Coluna | Periscópio
Wender Reis
Pedagogo e Orientador Social, curioso observador de tudo que causa espanto no mundo.
Sinal Vermelho: quando estudantes viram mendigos
16/02/2017


"Ei moço, tem uma moeda aí pra me dar?" "Não. Não tenho não." "Qualquer coisa." "Não mesmo... em que vestibular você passou?" "Física, na USP." "Parabéns." "Obrigado."

O roteiro já se naturalizou e é cumprido fielmente, semestre após semestre, por jovens ingressantes em universidades públicas Brasil a fora. Como nos permitimos aceitar e reproduzir tais tradições? Uma performance que perpetua contrastes sociais a ignorância coletiva, o ópio da nossa hipocrisia. 

Em Varginha, no semáforo da principal avenida do centro, rapazes e moças, recém aprovados no ensino superior público, celebram sua conquista pedindo uma "esmolinha". Os colegas os despojam dos sapatos, os garotos ficam sem camiseta e todos têm os rostos e os braços pichados por tinta ou ovo e farinha. Dividem espaço com aqueles que pedem esmola por uma carência real, prática, que contraria a carência que os filhos da abundância têm, que é de sentido. Divertem-se e demonstram muito prazer na brincadeira, que na sua ingenuidade reflete nossa desumanidade. 

Como pedagogo, com a indignação domesticada, corroboro para que o rapaz que estudará física na maior universidade do país chegue ao ensino superior ignorando o seu redor e sambando na cara da sociedade, intervenção urbana, que é o espetáculo do fracasso da nossa educação. A Física, ciência que estuda a natureza e seus fenômenos, procura a compreensão científica dos comportamentos naturais e gerais do mundo em torno de nós, das mínimas partículas ao universo como um todo. Certamente esse rapaz domina muito bem a linguagem matemática, o instrumento científico fundamental da física, mas não compreende a desigualdade social, o "fenômeno" que nas periferias faz barracos desafiarem a gravidade, que entre várias outras tragédias, faz a população carcerária do Brasil ser a 3ª maior do mundo. Português, Matemática, História, Geografia, e todas as outras, fracassam geração após geração, não fazendo entender o contexto da aplicação de suas matérias. 

Por que tal trote que passam e se sujeitam a passar não pode ser mais criativo? Se não optam por doar sangue nem investir parte do tempo em uma atividade comunitária qualquer, por que não realizam uma atividade artística ou cultural dentro da própria escola ou universidade? Se a razão de ser do trote é expor os futuros universitários a uma situação humilhante, porque não os colocam para cantar, dançar ou representar, mesmo que não saibam fazer isso? Ou por que não pedem esmolas dentro de suas futuras universidades, lugares onde os pobres de verdade não podem entrar? Por que, meu deus, esses trotes não podem ter uma conotação política, com críticas e reivindicações? 

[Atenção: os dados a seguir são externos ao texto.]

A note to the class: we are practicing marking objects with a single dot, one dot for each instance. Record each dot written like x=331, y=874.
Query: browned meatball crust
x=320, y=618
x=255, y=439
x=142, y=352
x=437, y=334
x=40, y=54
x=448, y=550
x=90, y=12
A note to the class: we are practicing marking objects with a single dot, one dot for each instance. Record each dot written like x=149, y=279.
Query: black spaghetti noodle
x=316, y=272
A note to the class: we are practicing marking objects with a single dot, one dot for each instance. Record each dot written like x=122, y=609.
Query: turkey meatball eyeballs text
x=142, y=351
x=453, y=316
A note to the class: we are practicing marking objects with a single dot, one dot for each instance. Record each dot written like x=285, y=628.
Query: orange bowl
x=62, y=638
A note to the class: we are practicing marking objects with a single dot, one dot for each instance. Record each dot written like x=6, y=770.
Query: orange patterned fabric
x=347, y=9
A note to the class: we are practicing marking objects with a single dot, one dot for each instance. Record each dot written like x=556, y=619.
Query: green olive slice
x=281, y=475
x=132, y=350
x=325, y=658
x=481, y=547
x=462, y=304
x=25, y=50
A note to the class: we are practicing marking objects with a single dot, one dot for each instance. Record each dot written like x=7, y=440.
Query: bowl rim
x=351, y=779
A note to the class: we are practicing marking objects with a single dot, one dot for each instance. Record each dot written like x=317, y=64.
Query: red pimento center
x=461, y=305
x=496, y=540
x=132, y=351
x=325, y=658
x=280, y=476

O clique touch screen na tela do celular para gravar o rito de passagem faz uma fotografia da nossa pobreza social: o jovem de classe mais favorecida, que cursou o ensino regular em escolas particulares, inquestionavelmente melhores que as públicas, ingressa no ensino superior em universidades públicas, inquestionavelmente melhores que as particulares. 

Se querem "brincar de pobre" me permito sugerir duas opções como alternativa a ir para o semáforo. 

1ª: levem um pobre de verdade para 'brincar de rico", ao menos por um dia que seja. Banho, roupa nova, um tour pelo comércio para umas comprinhas, cinema, uma noite em alguma boate classe A...

2ª: pouco mais ousada, e por isso mesmo, gosto mais: pegar um por um dos príncipes e princesas boa pinta que estão tirando onda de pobre, tirar os seus celulares, dinheiro e documentos, soltá-los numa periferia, às dez horas da noite, para vê-los se virar em um ambiente adverso ao habitual conforto de seus bairros-condomínio.

Mas reconheço, de nada adianta toda essa ladainha. As semanas vão passar, mais jovens, os ricos e os "nova classe média", que por sua vez merece uma reflexão a parte, confirmarão resultados positivos e o semáforo da Avenida Rio Branco será palco para eles. O que preocupa é que a ignorância social dessa juventude anuncia nosso futuro: pessoas ocupando cargos no poder, políticos, diretores de universidades, juízes, administradores de hospitais e pior, muitíssimo pior, nas escolas ensinando nossos filhos, sobrinhos e netos. 

E claro, esse futuro já é presente, não precisa esforço para observar o perfil de muitas pessoas que estão em destaque aqui em Varginha ou em qualquer canto do país. É fácil constatar que muitos deles foram nonsenses que anos atrás pediam esmola nos sinais.